R software (version 3.6.3) was employed for all statistical analyses. The Wilcoxon test was performed to draw the comparison between two groups, and Kruskal–Wallis test was performed for over two groups. The Kaplan–Meier plotter was adopted to plot the prognostic survival curve for the subgroups, and the log rank test was performed to evaluate the differences with statistical significance. The chi-square test was performed to analyze the correlation between ICI score groups and the TMB, and Spearman analysis was conducted to calculate the correlation coefficient. P < 0.05 showed statistical significance.

Results

The landscape of ICI in LCC and RCC

By using the criteria, 411 LCCs and RCCs samples were included here (i.e., 322 samples from TCGA and 89 samples from GEO). The detailed information of 411 COAD patients was shown in Supplementary Table 2. We performed "ESTIMATE" and "CIBERSORT" algorithms to calculate the ICI content of tumor samples from TCGA and GEO databases (Supplementary Table 3 and 4). A heat map was drawn to visualize the interaction of immune cells (Fig. 1A), and the content of different types of macrophages was found to have highly positive correlation with immune score. Next, based on ICI content, the R package "ConsensusClusterPlus" was used to cluster all samples, and 3 subtypes were obtained (Fig. 1B) (Supplementary Table 5).

Fig. 1
figure 1

A The correlation heat map visualized the universal landscape of immune cell interaction in TME. The correlation coefficient decreased in size from red to blue. B Consensus matrixes of all CC samples for appropriate k value (k = 3), displaying the clustering stability using 1000 iterations of hierarchical clustering. All samples were clustered into 3 subtypes. C Kaplan–Meier curves of overall survival in different ICI clusters. Log rank test showed an overall p = 0.072. D Kaplan–Meier curves of overall survival between ICI cluster A and B. Log rank test showed an overall p = 0.045. E The heat map depicted unsupervised clustering of ICI in all CC samples. Rows represented tumor-infiltrating immune cells, and columns represented samples. F The fraction of tumor-infiltrating immune cells, immune score and stromal score in three ICI clusters. The statistical difference of three ICI clusters was compared by the Kruskal–Wallis test. G The difference of PD-L1 expression among distinct ICI clusters. (*p < 0.05, **p < 0.01, ***p < 0.001, nsp > 0.05)

We compared the prognosis of these three ICI subtypes (Fig. 1C) and found that the prognosis of ICI cluster A was significantly better than that of ICI cluster B (p = 0.045) (Fig. 1D). To more specifically clarify the inherent differences of ICI that caused the prognostic difference, a differential analysis of immune cells was conducted in different ICI subtypes. The ICI cluster B related to worse prognosis was marked by high Plasma cells, CD8 + T cells, activated memory CD4 + T cells, M1 macrophages, M2 macrophages, resting dendritic cells (DCs), as well as low activated DCs and activated mast cells (MCs) (Fig. 1F). CD8 + T cells were found to be highly infiltrated in the poor prognosis subtype, so the expression differences of PD1 and PD-L1 were analyzed, which are important immune checkpoints of CD8 + T cells. As indicated from the results, the expression of PD-L1 in ICI cluster B was significantly higher than that in ICI cluster A (p < 0.05) (Fig. 1G).
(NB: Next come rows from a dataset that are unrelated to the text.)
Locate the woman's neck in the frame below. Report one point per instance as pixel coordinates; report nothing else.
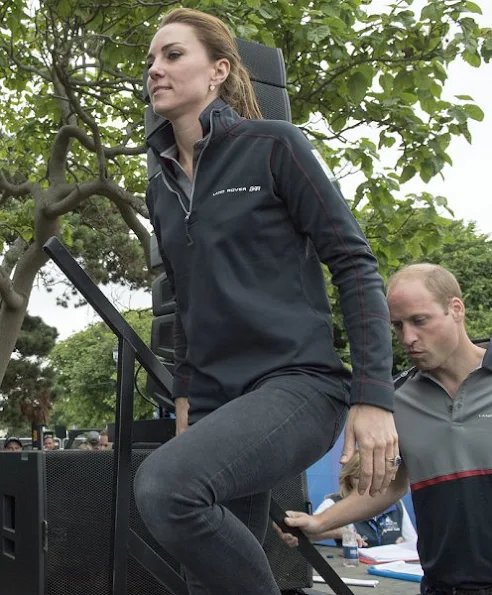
(186, 134)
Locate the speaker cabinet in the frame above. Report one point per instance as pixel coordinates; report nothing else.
(56, 527)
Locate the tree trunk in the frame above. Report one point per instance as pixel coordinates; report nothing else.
(26, 270)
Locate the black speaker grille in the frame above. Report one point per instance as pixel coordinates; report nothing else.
(264, 63)
(290, 569)
(79, 491)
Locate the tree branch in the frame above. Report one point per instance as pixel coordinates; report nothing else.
(118, 194)
(15, 189)
(11, 298)
(67, 132)
(80, 193)
(10, 51)
(13, 254)
(133, 222)
(88, 120)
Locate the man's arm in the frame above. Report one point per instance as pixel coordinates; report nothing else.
(348, 510)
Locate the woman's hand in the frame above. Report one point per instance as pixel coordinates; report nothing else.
(182, 406)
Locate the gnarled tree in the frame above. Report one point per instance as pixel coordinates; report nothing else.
(72, 158)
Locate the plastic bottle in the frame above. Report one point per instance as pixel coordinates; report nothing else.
(350, 548)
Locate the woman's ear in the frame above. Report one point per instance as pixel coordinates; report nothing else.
(221, 71)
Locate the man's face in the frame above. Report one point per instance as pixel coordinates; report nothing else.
(13, 446)
(428, 332)
(49, 444)
(103, 442)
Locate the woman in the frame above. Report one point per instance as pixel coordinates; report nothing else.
(243, 212)
(391, 526)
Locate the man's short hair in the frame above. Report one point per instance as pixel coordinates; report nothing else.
(12, 439)
(441, 283)
(93, 437)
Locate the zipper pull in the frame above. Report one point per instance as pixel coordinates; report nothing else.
(189, 239)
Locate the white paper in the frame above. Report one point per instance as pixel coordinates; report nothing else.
(402, 567)
(406, 550)
(354, 582)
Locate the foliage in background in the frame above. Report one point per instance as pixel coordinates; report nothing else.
(27, 390)
(86, 375)
(72, 159)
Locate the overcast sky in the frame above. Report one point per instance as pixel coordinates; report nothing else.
(467, 185)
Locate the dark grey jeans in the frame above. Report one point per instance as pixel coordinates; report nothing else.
(204, 495)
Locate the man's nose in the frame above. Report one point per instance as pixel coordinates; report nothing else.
(409, 335)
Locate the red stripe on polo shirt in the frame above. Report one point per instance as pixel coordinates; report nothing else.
(459, 475)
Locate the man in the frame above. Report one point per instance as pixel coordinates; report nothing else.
(48, 442)
(443, 414)
(13, 444)
(93, 439)
(104, 443)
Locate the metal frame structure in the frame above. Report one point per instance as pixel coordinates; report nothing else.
(130, 348)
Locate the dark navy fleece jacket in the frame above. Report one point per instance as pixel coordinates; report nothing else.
(243, 253)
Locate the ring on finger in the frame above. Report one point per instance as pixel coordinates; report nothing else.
(395, 461)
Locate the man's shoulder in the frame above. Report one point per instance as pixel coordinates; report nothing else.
(402, 377)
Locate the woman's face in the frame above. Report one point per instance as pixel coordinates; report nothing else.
(180, 73)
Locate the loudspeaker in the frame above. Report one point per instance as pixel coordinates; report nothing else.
(56, 527)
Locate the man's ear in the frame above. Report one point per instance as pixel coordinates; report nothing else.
(457, 308)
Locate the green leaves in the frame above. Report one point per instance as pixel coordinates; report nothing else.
(358, 85)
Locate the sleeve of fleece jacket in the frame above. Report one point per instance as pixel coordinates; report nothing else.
(318, 210)
(181, 368)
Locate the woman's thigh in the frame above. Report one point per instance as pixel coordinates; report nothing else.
(252, 443)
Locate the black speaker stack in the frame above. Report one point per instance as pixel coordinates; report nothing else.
(56, 527)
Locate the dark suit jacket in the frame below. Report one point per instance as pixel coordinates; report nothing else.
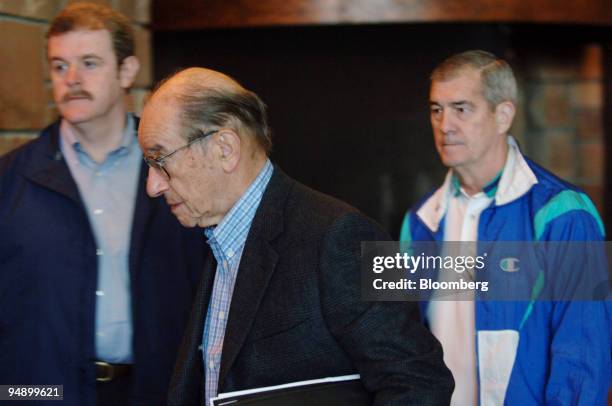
(296, 311)
(48, 278)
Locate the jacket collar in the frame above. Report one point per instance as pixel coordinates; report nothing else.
(257, 266)
(516, 180)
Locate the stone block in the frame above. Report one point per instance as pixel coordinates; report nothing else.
(590, 124)
(591, 161)
(562, 155)
(9, 141)
(143, 52)
(592, 62)
(138, 11)
(136, 100)
(22, 96)
(550, 106)
(37, 9)
(588, 94)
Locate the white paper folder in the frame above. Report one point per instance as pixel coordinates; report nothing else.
(337, 390)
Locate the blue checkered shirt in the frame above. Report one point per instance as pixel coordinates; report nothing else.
(227, 241)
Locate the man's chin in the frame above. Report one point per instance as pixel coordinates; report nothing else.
(186, 221)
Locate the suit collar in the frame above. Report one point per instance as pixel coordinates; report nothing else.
(47, 167)
(257, 266)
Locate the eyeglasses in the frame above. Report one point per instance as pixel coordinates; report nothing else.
(159, 164)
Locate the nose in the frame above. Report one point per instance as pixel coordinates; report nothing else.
(445, 122)
(73, 76)
(156, 183)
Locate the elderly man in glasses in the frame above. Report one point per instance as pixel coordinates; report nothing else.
(87, 300)
(279, 300)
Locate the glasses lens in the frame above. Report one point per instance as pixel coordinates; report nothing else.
(158, 166)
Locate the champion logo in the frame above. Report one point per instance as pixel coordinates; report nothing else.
(509, 264)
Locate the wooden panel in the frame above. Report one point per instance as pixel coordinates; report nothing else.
(607, 113)
(202, 14)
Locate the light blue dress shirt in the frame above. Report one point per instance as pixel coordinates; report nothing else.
(109, 190)
(227, 241)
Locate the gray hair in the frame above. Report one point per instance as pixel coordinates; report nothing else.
(497, 78)
(210, 107)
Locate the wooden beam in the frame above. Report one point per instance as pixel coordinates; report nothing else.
(203, 14)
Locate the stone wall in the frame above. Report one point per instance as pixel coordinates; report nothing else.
(561, 123)
(26, 98)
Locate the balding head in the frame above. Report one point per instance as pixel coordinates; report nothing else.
(209, 99)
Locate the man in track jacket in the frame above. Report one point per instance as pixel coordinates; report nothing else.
(512, 352)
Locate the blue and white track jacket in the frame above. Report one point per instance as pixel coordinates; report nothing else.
(539, 352)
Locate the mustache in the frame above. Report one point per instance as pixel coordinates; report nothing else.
(77, 93)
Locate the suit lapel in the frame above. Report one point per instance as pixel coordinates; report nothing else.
(187, 385)
(257, 266)
(48, 168)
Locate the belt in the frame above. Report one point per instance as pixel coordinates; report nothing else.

Clustering by DEGs from ICI subtypes

To prepare for the establishment of ICI scores and visualize the heat map of DEGs between ICI subtypes showing patterns, we used the R package "Limma" to analyze the DEGs among the three ICI subtypes at the genetic level, and a total of 1041 DEGs were obtained (Supplementary Table 6). Specific to the subsequent analysis, TCGA datasets with complete clinical information were primarily analyzed. By unsupervised clustering of these DEGs, the TCGA sample was re-divided into three gene clusters (i.e., A, B and C) (Fig. 2A) (Supplementary Table 7). We define the DEGs that are positively related to gene clusters as gene signature A, and the remaining DEGs as gene signature B (Supplementary Table 8). Moreover, GO analysis was conducted on these two gene signatures, and gene signature A was found to be enriched in the regulation of immune response processes (Fig. 2B), and gene signature B was enriched in cell cycle processes (Fig. 2C) (Supplementary Table 9). The heat map was drawn to visualize the expression of DEGs in different ICI clusters and gene clusters (Fig. 2D).

Fig. 2
figure 2

| A Consensus matrixes of TCGA-COAD cohorts for appropriate k value (k = 3), displaying the clustering stability using 1000 iterations of hierarchical clustering. TCGA samples were clustered into 3 subtypes based on the DEGs among three ICI clusters. B GO enrichment analysis of the ICI-relevant signature genes A. C GO enrichment analysis of the ICI-relevant signature genes B. The X axis indicated the number of genes within each GO term. D The heat map depicted the expression of DEGs in different ICI clusters and gene clusters. Heat map colors indicate relative DEGs expression levels. E Kaplan–Meier curves of overall survival in different gene clusters. The log rank test showed an overall p = 0.039. F The fraction of tumor-infiltrating immune cells, immune score and stromal score in three gene clusters. The statistical difference of three gene clusters was compared by the Kruskal–Wallis test (*p < 0.05, **p < 0.01, ***p < 0.001, nsp > 0.05)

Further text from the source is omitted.